Entitled “Another Day in Paradise,” the short story is being published for the first time by The Strand Magazine.

“I think it’s very, very good,” Laurence Leamer, a biographer of Capote, said after looking at it. “Usually when they find stuff like this, there’s a reason it wasn’t published. But this deserves to be [considered] an important part of his work.”

Andrew Gulli, managing editor of The Strand, said it came to light a few months ago when he was looking for new works by the novelist James M Cain in the Library of Congress. He asked the researcher he had hired to search through Capote’s papers too.

“I had very little expectations of finding anything,” he said. Capote was not “like some of the pulp writers … who have 100 stories, 200 stories,” he said. So when the researcher found the story he was “very surprised”.

“Usually when they find stuff like this, there’s a reason it wasn’t published.”

It was written in pencil and parts of it were hard to decipher. Louisa Jordan, the magazine’s fiction editor, spent hours “poring over Capote’s handwriting, deciphering his Italian and hunting down obscure Sicilian words”, Gulli wrote, in an editorial.

Capote on the front steps of his house in Venice, reading a manuscript, circa 1950s.

The story’s heroine, Miss Greentree, had forsaken marriage to serve as her mother’s secretary, traveling companion and nurse. Upon her mother’s death she is left “a grim, gabled, twenty-room house in a suburb of Philadelphia”. She sells it and ups sticks to a cheap corner of Sicily, to the village of Taros, where she is beguiled by Signor Carlo, who persuades her to spend all her savings on a patch of mountainside he owns and to pay him, at an extortionate rate, to build upon it La Bella Vista.

Then he drops her to devote his charms to other new arrivals. The locals say she has been jilted but “she had never been in love with the man: worse — she’d trusted him”, Capote writes. She had thought herself in paradise, but “as Signor Carlo’s betrayal grew apparent, it was as though a magician had shown her the secret of his art: Taros became an explained trick, a snare of sun and air …” And she is trapped there.

Sitting with her coffee, she cries for help, “blinking her eyes against the stark, once-blissful sun that burned in a sky of idiotic blue”, bitterly contemplating almond trees “snowily flowering in the immaculate sunshine”, and not even wanting to glance to her left at Mount Etna, “its eternal smoke spiraling skyward”.

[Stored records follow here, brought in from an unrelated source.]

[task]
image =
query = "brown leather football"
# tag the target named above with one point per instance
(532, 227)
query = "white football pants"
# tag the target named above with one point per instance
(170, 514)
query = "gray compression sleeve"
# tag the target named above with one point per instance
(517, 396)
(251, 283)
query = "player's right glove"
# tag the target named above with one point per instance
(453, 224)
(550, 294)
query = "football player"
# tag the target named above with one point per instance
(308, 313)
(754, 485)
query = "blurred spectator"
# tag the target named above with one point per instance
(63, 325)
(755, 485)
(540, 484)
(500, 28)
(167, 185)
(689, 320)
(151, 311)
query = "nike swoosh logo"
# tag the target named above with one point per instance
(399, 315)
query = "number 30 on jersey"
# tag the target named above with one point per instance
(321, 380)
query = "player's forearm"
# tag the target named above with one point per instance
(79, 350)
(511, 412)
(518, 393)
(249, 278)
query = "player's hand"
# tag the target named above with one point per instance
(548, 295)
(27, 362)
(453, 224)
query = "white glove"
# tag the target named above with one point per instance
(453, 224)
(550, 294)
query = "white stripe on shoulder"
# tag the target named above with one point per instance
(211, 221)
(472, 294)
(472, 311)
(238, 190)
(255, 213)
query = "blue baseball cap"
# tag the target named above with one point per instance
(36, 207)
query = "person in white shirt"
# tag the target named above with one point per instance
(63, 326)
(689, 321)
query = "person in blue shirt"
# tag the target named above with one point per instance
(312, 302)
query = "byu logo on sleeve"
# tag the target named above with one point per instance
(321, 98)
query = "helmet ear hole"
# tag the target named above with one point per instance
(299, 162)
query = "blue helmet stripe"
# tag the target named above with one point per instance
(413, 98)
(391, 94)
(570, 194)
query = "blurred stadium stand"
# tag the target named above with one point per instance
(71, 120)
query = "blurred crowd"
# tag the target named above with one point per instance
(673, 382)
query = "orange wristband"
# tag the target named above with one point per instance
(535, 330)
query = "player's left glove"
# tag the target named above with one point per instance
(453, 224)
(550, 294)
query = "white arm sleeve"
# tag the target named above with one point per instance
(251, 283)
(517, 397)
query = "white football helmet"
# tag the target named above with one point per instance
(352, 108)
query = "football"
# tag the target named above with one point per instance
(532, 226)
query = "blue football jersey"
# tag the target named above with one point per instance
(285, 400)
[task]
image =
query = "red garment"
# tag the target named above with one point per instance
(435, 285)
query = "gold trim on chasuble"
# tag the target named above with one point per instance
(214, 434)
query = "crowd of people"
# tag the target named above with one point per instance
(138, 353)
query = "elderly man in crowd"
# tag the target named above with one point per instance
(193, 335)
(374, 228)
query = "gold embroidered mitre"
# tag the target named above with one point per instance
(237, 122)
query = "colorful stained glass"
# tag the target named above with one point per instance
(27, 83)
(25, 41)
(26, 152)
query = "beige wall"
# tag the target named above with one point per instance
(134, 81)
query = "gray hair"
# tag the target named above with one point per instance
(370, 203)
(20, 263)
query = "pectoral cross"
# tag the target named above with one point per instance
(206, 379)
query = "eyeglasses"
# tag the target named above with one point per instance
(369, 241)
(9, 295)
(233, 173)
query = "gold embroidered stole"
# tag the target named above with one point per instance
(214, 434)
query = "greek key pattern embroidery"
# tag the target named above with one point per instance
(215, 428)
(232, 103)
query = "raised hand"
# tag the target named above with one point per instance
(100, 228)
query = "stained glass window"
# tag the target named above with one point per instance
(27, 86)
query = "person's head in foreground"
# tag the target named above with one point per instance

Leamer, who wrote Capote’s Women: a true story of love, betrayal, and a swan song for an era, said that Capote, who may be best known for the novella Breakfast at Tiffany’s, “basically was a miniaturist” and a natural short story writer. In this one, “the sense of detail is extraordinary, the right detail, whatever it is”, he said. “He just understood it so well, and he knew Sicily.”

Capote, like his heroine, had sailed for Sicily on a Norwegian ship in 1950 with his partner, Jack Dunphy, to Taormina and a villa called Fontana Vecchia, a pink house on a hillside, like the villa in his short story.

“I don’t think he’s ever written about that part of his life before,” Leamer said. “Certainly not in this way. It made me realize once again what a great writer he was. You see what we lost with his early death.”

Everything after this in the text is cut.